Figure 1: Location and morphology of the auditory apparatus of a fish. Photo of a trout otolith.
Estimating age and life history traits from otoliths
Otoliths appear at the start of ontogeny: the larval fish already has otoliths when it hatches and they continue to grow throughout its life, forming successive concentric layers around its periphery. These concentric layers may undergo structural and chemical variations depending on the physiology of the fish and its environment. There are alternating dark layers of varying widths and spacing between hyaline and opaque light layers.
During periods of strong growth (warm season), the formation of aragonite crystals is accelerated by the high availability of calcium in the environment. During periods of slower growth (cold season), the concentration of aragonite crystals is lower and hyaline deposits form around the edges. A light and a dark layer are deposited each year, and counting these layers in transmitted light gives the age in years of the fish and, using mathematical models, its growth curve (Figure 2).
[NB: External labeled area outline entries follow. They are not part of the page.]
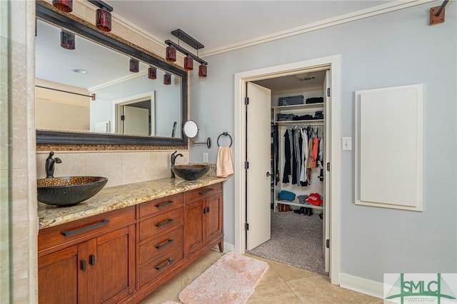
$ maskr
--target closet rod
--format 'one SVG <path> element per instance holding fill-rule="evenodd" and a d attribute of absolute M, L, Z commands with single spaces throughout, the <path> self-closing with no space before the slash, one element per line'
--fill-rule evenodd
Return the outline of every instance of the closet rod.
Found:
<path fill-rule="evenodd" d="M 323 123 L 297 123 L 296 125 L 283 125 L 283 126 L 287 128 L 298 127 L 298 126 L 323 126 Z"/>

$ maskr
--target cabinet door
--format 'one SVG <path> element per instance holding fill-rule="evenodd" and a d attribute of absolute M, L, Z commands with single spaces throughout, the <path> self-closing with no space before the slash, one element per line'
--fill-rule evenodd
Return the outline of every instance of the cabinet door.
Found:
<path fill-rule="evenodd" d="M 204 200 L 195 201 L 186 205 L 184 255 L 201 248 L 206 240 L 204 228 Z"/>
<path fill-rule="evenodd" d="M 222 195 L 219 193 L 206 198 L 206 240 L 209 241 L 222 235 Z"/>
<path fill-rule="evenodd" d="M 40 303 L 87 303 L 87 261 L 82 258 L 86 250 L 84 243 L 38 259 Z"/>
<path fill-rule="evenodd" d="M 89 298 L 94 303 L 117 303 L 135 290 L 135 226 L 91 240 Z"/>

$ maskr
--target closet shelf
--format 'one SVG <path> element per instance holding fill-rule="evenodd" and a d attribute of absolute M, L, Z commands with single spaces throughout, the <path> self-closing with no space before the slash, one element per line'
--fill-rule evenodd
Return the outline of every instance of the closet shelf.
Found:
<path fill-rule="evenodd" d="M 306 123 L 323 123 L 323 119 L 307 119 L 306 121 L 276 121 L 278 125 L 293 125 Z"/>
<path fill-rule="evenodd" d="M 305 208 L 311 208 L 312 209 L 320 209 L 320 210 L 322 210 L 322 206 L 321 206 L 307 205 L 307 204 L 303 204 L 303 203 L 294 203 L 294 202 L 291 202 L 291 201 L 289 201 L 276 200 L 276 204 L 282 203 L 283 205 L 294 206 L 296 207 L 305 207 Z"/>
<path fill-rule="evenodd" d="M 292 106 L 272 106 L 273 109 L 275 110 L 314 110 L 323 108 L 323 103 L 302 103 L 302 104 L 294 104 Z"/>

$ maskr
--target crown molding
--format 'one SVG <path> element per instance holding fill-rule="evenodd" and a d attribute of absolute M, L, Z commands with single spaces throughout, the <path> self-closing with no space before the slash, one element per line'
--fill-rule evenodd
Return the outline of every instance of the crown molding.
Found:
<path fill-rule="evenodd" d="M 262 36 L 238 44 L 234 44 L 213 50 L 209 50 L 206 52 L 202 51 L 200 54 L 200 56 L 205 58 L 213 55 L 217 55 L 228 51 L 235 51 L 248 46 L 256 46 L 258 44 L 281 39 L 283 38 L 300 35 L 304 33 L 335 26 L 340 24 L 363 19 L 366 18 L 373 17 L 383 14 L 390 13 L 403 9 L 408 9 L 409 7 L 433 2 L 434 1 L 436 0 L 398 0 L 393 2 L 389 2 L 386 4 L 356 11 L 344 15 L 340 15 L 336 17 L 321 20 L 317 22 L 289 29 L 285 31 L 278 31 L 269 35 Z"/>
Figure 2: Counting of growth arrest tries on an otolith (x-axis, Age) and analysis of microchemical signals (y-axis, Strontium/Calcium ratio) to determine the age of marine migration.
Genetics
These tissues, which carry DNA, can be used to genetically characterise the individuals or populations concerned, and to revisit these characteristics retrospectively (historical samples) in the light of changes (global and local) that have occurred at the sampling sites (introgression, pedigree, effective population size, etc.).
Microchemistry - Isotopy
Using microchemistry and isotopy, analysis of these tissues can also be used to characterise the origin and environmental conditions in which these animals live: water quality, trophic chains, living environments (lakes, rivers, sea, estuaries), etc.
The main aim of using microchemical methods on otoliths is to reveal the life-history traits of fish captured in different populations of interest, traits that are impossible to obtain by any other means. In various projects, the main objective is often to study and describe marine migrations. The traits associated with this marine phase are the age of departure from the sea, the age and frequency of return to freshwater and also maternal ancestry (microchemistry is used to detect whether a fish's mother was migratory or resident).